• Advocates for Uber and Lyft Union Clear First Legal Hurdle

    August 11, 2016 | David Schwartz
  • This past Tuesday, a federal judge dismissed a lawsuit filed against the city of Seattle over the ordinance allowing the formation of an Uber and Lyft union. The city has been praised by worker’s rights advocates this past year due to its progressive “pro-worker” policies - especially its $15/hr minimum wage.

    However, the city of Seattle faced considerable backlash upon the passing of this ordinance back in December, which has been widely criticized as illegal according to federal labor laws. And although it was passed unanimously by Seattle’s city council, the Mayor of Seattle, Ed Murray, refused to sign the ordinance. Controversy aside, Seattle became the first city to enact legislation that would allow workers of ridesharing app companies the right to unionize.

  • The dismissal of the case against the city of Seattle, filed by the U.S. Chamber of Commerce in March, is a win for Uber and Lyft union advocates. At least for now. The judge sided with the city who argued that the suit was filed too early because the ordinance had yet to take effect. U.S. District Judge, Robert Lasnik, concluded in his eight-page opinion that “the Chamber has no legal standing to pursue the claims asserted in this litigation.”
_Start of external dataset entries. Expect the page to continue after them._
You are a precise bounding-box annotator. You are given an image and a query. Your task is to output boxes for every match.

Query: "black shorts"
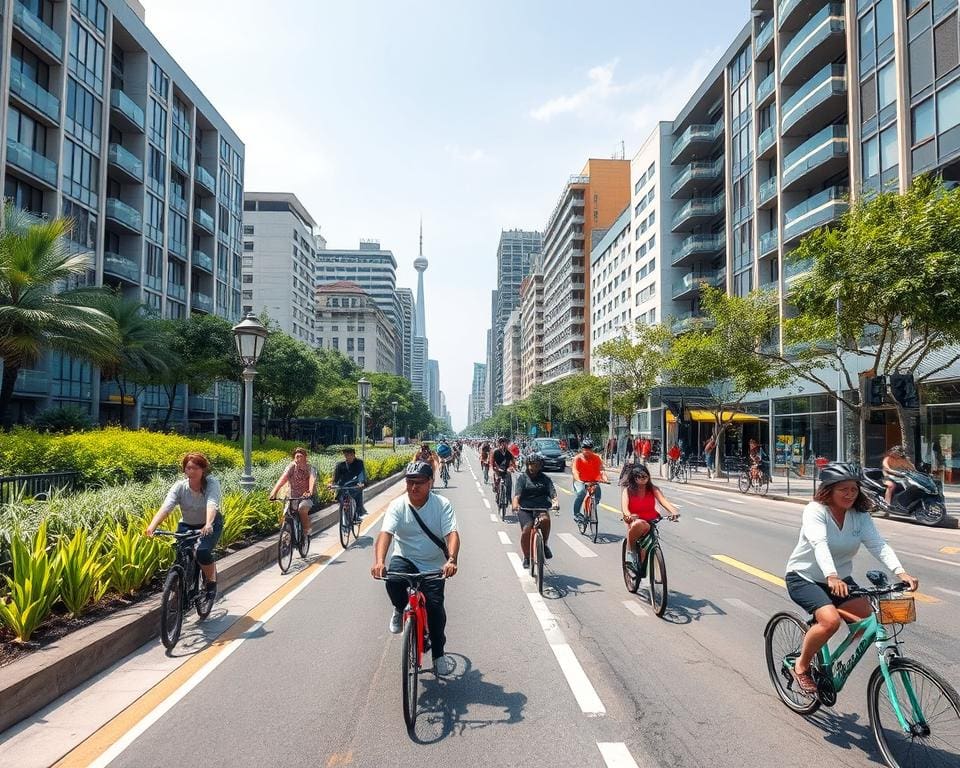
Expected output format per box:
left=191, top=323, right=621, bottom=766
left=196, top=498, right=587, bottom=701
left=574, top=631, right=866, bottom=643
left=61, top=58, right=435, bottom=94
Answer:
left=786, top=571, right=858, bottom=616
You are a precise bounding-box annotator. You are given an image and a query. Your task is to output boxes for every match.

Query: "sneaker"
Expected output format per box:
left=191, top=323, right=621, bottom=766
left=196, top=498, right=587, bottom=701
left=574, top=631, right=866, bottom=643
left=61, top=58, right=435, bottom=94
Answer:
left=433, top=656, right=456, bottom=677
left=390, top=608, right=403, bottom=635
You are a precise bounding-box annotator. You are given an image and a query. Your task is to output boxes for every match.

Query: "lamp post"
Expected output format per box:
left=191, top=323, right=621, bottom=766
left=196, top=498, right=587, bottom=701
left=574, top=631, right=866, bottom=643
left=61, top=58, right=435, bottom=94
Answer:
left=233, top=312, right=269, bottom=493
left=390, top=400, right=398, bottom=453
left=357, top=379, right=370, bottom=460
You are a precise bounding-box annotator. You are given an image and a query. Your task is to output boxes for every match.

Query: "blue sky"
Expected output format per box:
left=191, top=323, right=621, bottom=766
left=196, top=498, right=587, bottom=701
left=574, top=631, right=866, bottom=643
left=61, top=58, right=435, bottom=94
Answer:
left=143, top=0, right=750, bottom=429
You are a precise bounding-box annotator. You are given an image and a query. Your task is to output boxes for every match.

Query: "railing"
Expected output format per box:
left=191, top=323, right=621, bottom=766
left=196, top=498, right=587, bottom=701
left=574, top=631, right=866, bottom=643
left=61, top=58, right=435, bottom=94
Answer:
left=0, top=472, right=80, bottom=504
left=10, top=69, right=60, bottom=121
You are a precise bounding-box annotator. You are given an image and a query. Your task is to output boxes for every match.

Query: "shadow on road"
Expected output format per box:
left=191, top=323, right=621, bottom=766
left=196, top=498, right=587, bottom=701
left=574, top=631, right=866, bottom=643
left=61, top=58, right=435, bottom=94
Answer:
left=410, top=653, right=527, bottom=744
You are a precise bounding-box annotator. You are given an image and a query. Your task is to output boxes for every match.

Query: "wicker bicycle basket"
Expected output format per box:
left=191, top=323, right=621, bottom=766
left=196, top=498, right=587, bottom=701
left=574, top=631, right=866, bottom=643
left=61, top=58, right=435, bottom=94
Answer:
left=880, top=595, right=917, bottom=624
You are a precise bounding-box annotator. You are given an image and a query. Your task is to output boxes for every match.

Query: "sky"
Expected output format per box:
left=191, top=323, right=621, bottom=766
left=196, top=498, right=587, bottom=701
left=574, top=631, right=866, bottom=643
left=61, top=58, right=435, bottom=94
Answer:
left=143, top=0, right=750, bottom=430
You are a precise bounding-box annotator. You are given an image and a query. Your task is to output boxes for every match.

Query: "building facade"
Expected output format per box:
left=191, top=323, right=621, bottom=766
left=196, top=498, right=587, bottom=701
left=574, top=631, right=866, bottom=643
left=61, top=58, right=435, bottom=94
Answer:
left=241, top=192, right=317, bottom=347
left=315, top=280, right=399, bottom=373
left=0, top=0, right=244, bottom=424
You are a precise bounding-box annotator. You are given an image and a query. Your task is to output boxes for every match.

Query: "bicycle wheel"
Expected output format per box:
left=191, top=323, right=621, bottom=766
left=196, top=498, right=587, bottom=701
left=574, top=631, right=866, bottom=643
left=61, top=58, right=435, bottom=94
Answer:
left=867, top=657, right=960, bottom=768
left=647, top=545, right=667, bottom=616
left=620, top=536, right=640, bottom=594
left=277, top=519, right=294, bottom=573
left=763, top=612, right=820, bottom=715
left=401, top=616, right=420, bottom=728
left=160, top=566, right=183, bottom=651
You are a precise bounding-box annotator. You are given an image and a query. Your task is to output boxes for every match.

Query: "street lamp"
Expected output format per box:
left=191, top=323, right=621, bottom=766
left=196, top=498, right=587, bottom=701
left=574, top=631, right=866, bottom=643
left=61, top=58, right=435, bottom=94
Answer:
left=357, top=379, right=370, bottom=460
left=390, top=400, right=398, bottom=453
left=233, top=312, right=269, bottom=493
    In response to the ruling, the Chamber stated that Seattle has merely “delayed coming to grips with the legal flaws at the heart of this ordinance.”

    Questions remain over who would be eligible to become a member of such a union. According to a statement made by Uber in the Seattle Times, 50 percent of their drivers work “fewer than 10 hours a week; 70 percent do other full-time or part-time work; and 65 percent vary the hours they drive each week. It’s not clear a traditional union can serve such a large and varied group of people.”

    The flexibility of Uber and Lyft is a major draw for a lot of their drivers. Getting to create your own hours and work when you want is a luxury afforded to contractors, not employees. Currently, drivers for both companies are considered contractors, and aren’t privy to the benefits of full employment. This keeps costs down for the companies and consumers as well. For a lot of drivers, this flexibility is a positive, and there are growing fears that unionization will do more harm than good.

    The Chamber of Commerce said in a statement that the fight is far from over. Judge Lasnik made it clear in oral arguments that while the case was filed too early, “he stands ready to hear a challenge to Seattle’s unprecedented ordinance in the future.”

    Unionization could affect consumers the most. For the time being, ridesharing apps are far more affordable than taxi companies- and far more accessible. I was in Vancouver B.C. this past weekend where ridesharing services don’t yet exist. It took over an hour to hail a cab, and we paid substantially more than we would have if we had ridden with Uber or Lyft. There is no question that the people who benefit most from ride-sharing platforms are consumers, night-life businesses, and part-time drivers. Unionization could jeopardize this, and drastically reduce the differences between taxis and ridesharing services.